Over the next few weeks, allmediascotland.com is to publish, each weekday, edited extracts from the memoirs of Scottish war correspondent, Paul Harris. ‘More thrills than skills: A half-life in journalism’, is being scheduled for publication next year.
I CAME to adjust my feelings about Sri Lanka after I went there in November 2001 with fond notions of maybe settling down in the Indian Ocean ‘paradise’.
‘Paradise’ is a much over-used word. British travel writers apply it to anywhere with an ambient temperature of more than 20 degrees and a couple of palm trees. I even titled my own book of photographs of Sri Lanka, Fractured Paradise.
It was published a few months before I arrived in Colombo, full of positive feelings about the country.
After the launch of Fractured Paradise, at the Galle Face Hotel, I was taken to dinner by the chair of the English language crusading newspaper, The Sunday Leader.

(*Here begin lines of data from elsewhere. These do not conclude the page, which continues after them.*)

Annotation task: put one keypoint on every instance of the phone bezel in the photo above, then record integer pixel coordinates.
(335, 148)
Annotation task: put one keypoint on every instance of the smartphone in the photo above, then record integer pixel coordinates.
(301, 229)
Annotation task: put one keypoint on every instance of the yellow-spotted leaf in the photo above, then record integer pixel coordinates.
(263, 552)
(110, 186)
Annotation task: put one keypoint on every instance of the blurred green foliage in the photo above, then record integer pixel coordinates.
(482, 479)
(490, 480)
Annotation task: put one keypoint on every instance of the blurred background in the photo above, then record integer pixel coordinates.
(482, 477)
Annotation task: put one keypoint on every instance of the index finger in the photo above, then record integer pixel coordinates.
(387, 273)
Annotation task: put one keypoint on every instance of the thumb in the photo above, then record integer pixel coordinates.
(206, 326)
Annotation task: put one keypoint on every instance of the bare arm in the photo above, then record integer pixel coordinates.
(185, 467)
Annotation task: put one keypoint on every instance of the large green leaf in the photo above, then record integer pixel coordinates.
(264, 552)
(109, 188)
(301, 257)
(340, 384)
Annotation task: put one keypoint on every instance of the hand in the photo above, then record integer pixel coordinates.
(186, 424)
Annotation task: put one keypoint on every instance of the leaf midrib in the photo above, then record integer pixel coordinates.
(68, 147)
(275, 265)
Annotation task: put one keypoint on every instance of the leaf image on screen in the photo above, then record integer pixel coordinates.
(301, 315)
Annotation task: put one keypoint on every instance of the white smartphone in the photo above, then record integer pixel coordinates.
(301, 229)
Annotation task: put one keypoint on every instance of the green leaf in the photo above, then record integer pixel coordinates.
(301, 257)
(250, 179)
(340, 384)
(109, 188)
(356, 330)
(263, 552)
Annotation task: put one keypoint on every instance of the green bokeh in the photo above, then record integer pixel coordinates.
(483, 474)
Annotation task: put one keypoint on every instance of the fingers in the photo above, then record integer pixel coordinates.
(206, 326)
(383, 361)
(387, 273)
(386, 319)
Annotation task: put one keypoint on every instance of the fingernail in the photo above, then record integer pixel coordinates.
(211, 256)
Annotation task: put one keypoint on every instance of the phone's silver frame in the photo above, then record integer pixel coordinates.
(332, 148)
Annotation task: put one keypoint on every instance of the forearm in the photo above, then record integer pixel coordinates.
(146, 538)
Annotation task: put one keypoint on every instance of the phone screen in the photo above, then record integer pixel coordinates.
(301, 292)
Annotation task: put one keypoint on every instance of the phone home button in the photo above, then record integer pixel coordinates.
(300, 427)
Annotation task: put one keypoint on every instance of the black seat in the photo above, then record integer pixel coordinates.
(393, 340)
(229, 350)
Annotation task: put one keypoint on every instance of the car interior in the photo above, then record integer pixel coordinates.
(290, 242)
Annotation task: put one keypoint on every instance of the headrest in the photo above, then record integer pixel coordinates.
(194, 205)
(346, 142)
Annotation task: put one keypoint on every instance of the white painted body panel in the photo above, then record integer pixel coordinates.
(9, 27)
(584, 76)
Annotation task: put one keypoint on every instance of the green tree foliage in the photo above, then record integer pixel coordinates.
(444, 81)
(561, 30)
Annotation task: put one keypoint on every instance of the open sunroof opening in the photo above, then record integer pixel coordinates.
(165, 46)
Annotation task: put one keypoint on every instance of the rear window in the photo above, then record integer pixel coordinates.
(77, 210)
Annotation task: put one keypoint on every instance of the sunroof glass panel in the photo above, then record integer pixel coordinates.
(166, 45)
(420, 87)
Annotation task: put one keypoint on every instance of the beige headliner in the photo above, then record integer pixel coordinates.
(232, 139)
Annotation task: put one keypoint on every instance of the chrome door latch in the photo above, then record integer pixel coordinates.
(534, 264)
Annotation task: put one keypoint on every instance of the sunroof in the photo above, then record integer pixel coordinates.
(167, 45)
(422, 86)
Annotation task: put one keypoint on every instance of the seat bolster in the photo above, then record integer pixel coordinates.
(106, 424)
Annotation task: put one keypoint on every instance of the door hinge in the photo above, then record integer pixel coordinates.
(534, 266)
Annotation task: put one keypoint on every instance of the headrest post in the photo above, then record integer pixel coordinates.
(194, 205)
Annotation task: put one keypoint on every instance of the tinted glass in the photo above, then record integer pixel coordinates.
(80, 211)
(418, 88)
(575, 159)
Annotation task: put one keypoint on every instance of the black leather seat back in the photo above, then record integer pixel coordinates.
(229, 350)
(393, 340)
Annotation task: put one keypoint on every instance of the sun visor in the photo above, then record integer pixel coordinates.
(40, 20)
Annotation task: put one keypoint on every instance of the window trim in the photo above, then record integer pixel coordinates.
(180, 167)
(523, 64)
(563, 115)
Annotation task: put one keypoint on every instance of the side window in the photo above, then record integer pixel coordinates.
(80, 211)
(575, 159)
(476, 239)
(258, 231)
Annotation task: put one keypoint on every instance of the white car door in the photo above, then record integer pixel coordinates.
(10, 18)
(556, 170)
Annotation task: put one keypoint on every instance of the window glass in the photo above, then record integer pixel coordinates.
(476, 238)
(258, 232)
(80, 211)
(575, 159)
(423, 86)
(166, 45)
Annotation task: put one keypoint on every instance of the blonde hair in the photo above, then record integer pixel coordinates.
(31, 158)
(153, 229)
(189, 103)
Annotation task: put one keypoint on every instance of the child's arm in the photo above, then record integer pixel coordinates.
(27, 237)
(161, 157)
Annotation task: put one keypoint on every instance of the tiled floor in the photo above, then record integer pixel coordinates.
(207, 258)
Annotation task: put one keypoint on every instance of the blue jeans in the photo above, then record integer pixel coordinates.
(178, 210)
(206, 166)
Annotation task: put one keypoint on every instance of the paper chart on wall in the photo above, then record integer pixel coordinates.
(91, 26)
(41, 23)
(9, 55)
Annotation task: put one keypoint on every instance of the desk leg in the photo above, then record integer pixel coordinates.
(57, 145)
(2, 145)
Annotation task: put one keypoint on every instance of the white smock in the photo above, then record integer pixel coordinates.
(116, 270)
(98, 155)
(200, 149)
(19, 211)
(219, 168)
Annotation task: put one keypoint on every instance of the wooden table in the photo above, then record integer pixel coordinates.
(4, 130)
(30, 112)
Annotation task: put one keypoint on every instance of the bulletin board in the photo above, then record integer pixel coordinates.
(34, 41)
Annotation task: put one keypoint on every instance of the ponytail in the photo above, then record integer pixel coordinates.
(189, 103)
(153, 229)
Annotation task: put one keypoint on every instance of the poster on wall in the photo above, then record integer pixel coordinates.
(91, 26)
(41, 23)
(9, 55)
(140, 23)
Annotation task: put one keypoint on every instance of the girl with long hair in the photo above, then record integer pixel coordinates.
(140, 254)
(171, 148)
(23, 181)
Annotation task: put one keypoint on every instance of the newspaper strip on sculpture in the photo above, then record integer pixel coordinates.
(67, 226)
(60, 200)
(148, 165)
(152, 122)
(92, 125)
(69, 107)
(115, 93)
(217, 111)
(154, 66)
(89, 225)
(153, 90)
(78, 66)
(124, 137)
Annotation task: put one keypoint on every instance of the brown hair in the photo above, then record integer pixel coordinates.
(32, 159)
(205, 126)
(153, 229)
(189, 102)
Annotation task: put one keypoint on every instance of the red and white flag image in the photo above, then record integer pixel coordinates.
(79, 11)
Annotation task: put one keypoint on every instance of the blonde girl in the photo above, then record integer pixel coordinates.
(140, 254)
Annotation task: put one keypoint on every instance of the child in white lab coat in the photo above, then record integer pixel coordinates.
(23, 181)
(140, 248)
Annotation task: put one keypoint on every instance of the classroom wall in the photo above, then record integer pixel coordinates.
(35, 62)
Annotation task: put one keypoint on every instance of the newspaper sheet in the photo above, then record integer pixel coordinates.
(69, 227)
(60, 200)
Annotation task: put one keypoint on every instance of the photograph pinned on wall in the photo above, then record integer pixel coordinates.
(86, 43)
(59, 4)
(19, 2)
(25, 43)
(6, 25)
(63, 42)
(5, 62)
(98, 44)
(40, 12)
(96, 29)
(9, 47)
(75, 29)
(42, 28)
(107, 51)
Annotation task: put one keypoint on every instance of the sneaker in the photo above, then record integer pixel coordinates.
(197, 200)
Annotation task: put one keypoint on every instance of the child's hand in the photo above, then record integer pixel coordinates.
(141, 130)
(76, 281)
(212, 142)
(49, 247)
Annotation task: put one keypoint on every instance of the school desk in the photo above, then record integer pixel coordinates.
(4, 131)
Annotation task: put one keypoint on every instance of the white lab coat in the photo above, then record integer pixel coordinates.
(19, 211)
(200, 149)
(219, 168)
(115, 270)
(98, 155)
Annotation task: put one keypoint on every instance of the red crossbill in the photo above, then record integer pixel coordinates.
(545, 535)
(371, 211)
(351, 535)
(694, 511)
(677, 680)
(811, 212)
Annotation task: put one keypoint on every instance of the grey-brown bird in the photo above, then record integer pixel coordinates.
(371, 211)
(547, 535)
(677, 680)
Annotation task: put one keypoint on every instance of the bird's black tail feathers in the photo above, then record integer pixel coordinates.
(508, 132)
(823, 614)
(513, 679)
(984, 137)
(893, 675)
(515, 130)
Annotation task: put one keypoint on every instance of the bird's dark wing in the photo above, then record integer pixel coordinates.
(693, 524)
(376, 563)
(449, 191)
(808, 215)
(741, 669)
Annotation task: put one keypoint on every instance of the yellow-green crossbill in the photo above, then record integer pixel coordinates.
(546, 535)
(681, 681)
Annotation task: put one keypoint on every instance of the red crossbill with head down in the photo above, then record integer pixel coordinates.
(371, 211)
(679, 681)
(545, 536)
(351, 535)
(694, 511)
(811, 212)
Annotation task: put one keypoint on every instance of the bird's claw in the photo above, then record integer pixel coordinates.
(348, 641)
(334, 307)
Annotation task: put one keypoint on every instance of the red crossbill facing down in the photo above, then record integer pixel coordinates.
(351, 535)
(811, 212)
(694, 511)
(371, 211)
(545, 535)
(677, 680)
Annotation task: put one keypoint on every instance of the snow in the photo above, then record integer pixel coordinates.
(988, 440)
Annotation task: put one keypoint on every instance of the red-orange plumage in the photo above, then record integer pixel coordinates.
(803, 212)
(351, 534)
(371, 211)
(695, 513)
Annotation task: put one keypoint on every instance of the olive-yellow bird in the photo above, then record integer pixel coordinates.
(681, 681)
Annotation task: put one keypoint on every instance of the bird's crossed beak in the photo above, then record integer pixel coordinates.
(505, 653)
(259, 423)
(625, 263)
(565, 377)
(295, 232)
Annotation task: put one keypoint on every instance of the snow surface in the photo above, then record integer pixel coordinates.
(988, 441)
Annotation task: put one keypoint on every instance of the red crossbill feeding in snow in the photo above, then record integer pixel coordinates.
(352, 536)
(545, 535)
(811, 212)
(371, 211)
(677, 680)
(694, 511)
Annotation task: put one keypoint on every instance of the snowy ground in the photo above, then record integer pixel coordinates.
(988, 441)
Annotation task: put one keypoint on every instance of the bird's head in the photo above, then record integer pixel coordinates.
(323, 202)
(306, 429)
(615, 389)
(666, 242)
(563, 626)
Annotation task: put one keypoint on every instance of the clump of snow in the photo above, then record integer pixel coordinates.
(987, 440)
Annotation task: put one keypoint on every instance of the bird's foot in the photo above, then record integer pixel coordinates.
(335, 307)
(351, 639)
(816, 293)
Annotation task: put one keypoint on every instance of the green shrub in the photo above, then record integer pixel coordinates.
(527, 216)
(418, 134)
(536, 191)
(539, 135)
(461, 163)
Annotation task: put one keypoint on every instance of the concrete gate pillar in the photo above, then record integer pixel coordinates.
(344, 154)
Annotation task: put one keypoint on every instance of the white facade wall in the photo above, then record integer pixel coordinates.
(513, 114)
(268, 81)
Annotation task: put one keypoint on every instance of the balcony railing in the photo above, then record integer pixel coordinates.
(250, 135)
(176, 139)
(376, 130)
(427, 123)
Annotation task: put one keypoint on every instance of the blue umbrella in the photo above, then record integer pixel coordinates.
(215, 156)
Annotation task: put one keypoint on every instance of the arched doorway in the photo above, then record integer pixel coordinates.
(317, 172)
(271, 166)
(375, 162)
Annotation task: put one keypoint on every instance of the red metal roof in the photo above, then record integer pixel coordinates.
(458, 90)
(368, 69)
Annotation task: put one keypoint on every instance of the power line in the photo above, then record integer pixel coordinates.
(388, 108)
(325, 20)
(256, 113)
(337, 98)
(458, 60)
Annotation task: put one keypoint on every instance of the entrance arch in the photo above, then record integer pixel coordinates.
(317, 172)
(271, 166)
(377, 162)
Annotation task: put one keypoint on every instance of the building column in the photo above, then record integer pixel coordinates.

Lal Wickremetunge asked me if I would come and edit his paper as it looked as though the editor, his brother, would have to leave the country by the end of the year after intimidation by the then People’s Alliance (PA) government.
The job offer, however, soon enough fell through, after a general election delivered a new party in power: the United National Party.
It wasn’t a problem. I was remarkably content to be settled in the fading colonial splendour of the Galle Face Hotel, Colombo, as correspondent for The Daily Telegraph and Jane’s Intelligence Review, and writing a book on the hotel.